Die Entwicklung der letzten Monate zeigt: Von einem sauberen Automarkt ist die Schweiz weit entfernt - und die Entwicklung zeigt in die falsche Richtung. Ähnlich schwer hat es das Elektroauto derzeit etwa auch in Deutschland (Mobimag berichtete), während es im Vorzeigeland Norwegen weiter zulegen konnte und dort im ersten Quartal gemäss Zahlen der Europäischen Kommission gar auf einen Anteil von über 90 Prozent der Neuzulassungen kam.

Nicht helfen dürfte, dass National- und Ständerat die ursprünglich schärferen CO2-Grenzwerte für Neuwagen im Rahmen des CO2-Gesetzes, das in der Frühjahressession angenommen wurde und ab 2025 gelten soll, wieder abgeschwächt haben. Bejubelt wird dies von Auto Schweiz. Der Importeursverband spricht von einer «pragmatischen Haltung». Präsident Peter Grünenfelder wird damit zitiert, dass ein «Swiss Finish» bei den Grenzwerten zu Zusatzkosten für den Mittelstand und das Gewerbe geführt hätte.

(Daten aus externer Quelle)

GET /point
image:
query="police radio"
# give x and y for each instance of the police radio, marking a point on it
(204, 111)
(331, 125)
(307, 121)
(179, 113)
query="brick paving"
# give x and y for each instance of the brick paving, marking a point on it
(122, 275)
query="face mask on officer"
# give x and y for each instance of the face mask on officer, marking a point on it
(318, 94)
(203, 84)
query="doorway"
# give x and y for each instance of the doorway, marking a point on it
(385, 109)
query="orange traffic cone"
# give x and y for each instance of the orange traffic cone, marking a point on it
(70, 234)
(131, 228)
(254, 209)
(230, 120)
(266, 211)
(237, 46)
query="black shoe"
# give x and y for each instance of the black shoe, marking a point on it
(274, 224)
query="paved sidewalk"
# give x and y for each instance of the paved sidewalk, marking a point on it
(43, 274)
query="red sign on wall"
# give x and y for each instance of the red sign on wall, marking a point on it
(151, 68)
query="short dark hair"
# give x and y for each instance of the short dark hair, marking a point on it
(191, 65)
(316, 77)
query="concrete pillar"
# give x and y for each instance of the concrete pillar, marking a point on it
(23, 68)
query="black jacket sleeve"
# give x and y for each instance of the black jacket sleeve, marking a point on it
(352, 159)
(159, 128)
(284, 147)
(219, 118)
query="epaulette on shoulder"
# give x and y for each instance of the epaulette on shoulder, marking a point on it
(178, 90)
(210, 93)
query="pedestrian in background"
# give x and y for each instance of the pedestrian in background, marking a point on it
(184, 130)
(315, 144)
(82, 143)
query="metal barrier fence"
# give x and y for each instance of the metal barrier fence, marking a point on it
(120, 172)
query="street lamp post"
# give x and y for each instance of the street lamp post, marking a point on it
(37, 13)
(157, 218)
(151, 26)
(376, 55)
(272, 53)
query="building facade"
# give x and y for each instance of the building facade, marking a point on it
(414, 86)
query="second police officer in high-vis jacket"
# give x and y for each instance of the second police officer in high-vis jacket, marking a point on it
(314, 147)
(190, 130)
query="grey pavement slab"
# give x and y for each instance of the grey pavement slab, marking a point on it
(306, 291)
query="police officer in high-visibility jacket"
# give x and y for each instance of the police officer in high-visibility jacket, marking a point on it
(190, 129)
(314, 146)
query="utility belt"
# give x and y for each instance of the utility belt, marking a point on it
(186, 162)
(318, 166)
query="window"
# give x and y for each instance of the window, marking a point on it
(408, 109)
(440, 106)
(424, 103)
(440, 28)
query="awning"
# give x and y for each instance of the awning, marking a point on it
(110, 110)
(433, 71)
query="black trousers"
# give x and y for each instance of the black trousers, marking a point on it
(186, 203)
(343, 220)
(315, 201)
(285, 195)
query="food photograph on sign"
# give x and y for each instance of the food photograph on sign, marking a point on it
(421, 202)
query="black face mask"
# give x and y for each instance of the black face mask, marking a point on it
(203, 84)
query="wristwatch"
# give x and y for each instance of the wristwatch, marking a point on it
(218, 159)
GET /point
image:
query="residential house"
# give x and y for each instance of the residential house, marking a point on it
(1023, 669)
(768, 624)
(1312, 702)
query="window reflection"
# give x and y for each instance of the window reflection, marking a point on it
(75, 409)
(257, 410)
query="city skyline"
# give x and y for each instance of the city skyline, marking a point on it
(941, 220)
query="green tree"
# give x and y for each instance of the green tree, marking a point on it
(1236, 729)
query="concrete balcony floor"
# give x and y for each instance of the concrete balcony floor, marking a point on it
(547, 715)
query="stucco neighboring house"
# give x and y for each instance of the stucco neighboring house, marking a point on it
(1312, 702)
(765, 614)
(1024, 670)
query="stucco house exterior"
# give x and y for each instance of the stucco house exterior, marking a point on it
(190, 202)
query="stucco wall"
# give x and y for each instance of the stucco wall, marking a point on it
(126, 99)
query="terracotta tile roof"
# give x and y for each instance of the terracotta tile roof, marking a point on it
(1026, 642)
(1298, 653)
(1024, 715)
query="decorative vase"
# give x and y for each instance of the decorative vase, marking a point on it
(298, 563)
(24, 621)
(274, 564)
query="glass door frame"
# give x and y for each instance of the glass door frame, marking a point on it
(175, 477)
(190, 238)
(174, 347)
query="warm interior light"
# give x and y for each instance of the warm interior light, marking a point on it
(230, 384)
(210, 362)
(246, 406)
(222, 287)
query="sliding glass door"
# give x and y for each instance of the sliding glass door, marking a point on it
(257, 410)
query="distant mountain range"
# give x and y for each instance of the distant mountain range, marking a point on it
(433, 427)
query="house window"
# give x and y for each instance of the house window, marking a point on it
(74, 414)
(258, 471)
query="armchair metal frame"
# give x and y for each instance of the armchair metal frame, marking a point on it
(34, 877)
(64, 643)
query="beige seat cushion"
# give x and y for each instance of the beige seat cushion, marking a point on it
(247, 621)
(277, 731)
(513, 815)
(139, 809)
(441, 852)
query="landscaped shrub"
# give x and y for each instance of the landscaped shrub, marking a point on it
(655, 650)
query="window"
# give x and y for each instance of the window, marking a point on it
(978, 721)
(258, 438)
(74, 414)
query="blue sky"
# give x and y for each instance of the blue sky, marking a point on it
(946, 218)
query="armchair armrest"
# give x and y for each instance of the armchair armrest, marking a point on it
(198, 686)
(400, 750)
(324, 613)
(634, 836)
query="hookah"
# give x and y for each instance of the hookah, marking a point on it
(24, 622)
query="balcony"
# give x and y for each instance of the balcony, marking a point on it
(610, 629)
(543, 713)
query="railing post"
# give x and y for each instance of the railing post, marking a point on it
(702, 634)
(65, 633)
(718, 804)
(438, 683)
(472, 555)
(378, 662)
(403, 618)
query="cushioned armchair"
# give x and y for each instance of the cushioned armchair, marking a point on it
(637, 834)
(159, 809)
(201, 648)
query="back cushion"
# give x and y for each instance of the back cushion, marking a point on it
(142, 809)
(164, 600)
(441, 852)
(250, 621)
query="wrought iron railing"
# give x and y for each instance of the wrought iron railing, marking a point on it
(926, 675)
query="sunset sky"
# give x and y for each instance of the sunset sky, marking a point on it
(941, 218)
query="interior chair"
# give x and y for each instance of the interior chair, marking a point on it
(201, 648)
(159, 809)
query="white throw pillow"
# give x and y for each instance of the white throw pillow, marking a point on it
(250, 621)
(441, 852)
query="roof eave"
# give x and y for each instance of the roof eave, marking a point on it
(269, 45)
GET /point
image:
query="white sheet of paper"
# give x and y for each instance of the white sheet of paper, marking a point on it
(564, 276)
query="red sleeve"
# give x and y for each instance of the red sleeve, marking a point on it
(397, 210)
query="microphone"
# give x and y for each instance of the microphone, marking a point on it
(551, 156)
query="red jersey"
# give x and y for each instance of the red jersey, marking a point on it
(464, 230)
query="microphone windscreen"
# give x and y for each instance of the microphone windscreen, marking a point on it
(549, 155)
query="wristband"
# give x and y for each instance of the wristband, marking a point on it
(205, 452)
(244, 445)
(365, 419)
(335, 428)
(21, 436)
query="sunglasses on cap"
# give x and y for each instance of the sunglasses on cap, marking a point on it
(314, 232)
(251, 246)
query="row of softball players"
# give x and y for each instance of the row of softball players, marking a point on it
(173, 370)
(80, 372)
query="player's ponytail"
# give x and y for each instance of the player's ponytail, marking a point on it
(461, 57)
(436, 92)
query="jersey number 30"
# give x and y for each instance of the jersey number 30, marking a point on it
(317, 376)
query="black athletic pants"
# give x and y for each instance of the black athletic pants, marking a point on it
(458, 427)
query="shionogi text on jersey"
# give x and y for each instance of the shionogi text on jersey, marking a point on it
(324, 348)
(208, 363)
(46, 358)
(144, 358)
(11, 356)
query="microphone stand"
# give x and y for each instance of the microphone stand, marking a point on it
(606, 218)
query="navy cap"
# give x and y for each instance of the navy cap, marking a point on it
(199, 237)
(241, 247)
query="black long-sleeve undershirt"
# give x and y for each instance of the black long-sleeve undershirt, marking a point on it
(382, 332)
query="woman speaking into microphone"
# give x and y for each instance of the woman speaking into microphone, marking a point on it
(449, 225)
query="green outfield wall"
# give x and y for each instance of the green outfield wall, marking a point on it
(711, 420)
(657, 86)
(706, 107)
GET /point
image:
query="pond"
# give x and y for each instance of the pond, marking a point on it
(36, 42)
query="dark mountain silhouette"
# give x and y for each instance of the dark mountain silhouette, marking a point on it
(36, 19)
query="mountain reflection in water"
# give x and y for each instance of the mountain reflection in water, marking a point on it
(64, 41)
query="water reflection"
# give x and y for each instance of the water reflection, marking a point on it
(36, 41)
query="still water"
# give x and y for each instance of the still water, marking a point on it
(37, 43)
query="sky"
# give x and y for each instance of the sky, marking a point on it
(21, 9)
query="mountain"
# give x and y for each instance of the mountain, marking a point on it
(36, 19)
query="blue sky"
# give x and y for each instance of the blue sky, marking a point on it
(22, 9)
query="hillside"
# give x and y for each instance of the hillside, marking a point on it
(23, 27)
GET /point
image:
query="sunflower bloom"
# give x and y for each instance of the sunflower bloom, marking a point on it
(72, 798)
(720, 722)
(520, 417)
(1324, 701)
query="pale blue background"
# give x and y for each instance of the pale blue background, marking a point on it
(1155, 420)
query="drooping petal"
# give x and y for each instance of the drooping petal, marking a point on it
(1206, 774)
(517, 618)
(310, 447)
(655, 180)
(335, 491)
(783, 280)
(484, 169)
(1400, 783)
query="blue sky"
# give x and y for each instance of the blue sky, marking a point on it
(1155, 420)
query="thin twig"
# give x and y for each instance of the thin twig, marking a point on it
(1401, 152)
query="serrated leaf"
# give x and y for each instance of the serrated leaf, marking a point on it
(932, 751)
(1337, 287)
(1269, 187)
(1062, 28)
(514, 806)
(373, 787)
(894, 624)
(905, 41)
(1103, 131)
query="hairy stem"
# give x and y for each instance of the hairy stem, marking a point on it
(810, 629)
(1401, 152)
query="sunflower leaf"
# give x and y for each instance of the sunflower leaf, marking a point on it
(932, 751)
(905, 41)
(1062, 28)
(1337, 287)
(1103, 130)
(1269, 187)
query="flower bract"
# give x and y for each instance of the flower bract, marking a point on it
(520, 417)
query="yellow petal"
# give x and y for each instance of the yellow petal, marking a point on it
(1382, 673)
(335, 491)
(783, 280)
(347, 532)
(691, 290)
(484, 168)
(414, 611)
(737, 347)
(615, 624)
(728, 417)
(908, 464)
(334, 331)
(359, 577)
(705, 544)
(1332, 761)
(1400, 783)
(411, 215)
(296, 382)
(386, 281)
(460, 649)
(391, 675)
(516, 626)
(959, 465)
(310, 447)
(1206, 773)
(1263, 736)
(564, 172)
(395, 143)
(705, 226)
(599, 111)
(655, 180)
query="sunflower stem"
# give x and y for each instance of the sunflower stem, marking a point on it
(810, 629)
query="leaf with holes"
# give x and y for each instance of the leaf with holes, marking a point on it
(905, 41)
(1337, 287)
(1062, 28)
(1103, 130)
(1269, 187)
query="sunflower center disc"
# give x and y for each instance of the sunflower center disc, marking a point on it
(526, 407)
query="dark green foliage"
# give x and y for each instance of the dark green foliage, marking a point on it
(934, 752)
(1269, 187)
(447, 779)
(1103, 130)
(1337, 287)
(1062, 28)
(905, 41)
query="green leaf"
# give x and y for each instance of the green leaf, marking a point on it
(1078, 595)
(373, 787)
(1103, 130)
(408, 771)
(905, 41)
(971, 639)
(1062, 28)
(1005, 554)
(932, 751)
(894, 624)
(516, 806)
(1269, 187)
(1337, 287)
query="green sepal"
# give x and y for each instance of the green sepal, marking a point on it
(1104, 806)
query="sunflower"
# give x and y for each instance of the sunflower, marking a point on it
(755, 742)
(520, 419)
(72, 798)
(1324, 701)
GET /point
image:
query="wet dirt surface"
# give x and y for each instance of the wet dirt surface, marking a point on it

Die Kehrseite davon ist, dass Verbrenner in der Schweiz wohl noch jahrelang den Automarkt bestimmen dürften – zumal die Schweiz weiterhin auf Subventionen für Elektroautos verzichtet und das Parlament sich bisher auch nicht durchringen konnte, ein «Recht auf Laden» im Land der Mieter im Gesetz festzuschreiben.

Die Schweiz, die in den letzten Jahren jeweils deutlich über dem europäischen Durchschnitt lag bei den alternativen Antrieben, büsst nun zusehends an Vorsprung ein. Zwar liegt sie weiterhin deutlich über dem EU-Durchschnitt, wenn die Elektroautos und Plug-In-Hybride betrachtet werden, doch der Abstand wird kleiner.

In einer kombinierten Betrachtung wurde die Schweiz letztes Jahr von Norwegen, Schweden, den Niederlanden und Belgien überholt. Geht der Abwärtstrend bei den Elektroautos weiter, könnte sie auch von Österreich oder Frankreich überrundet werden.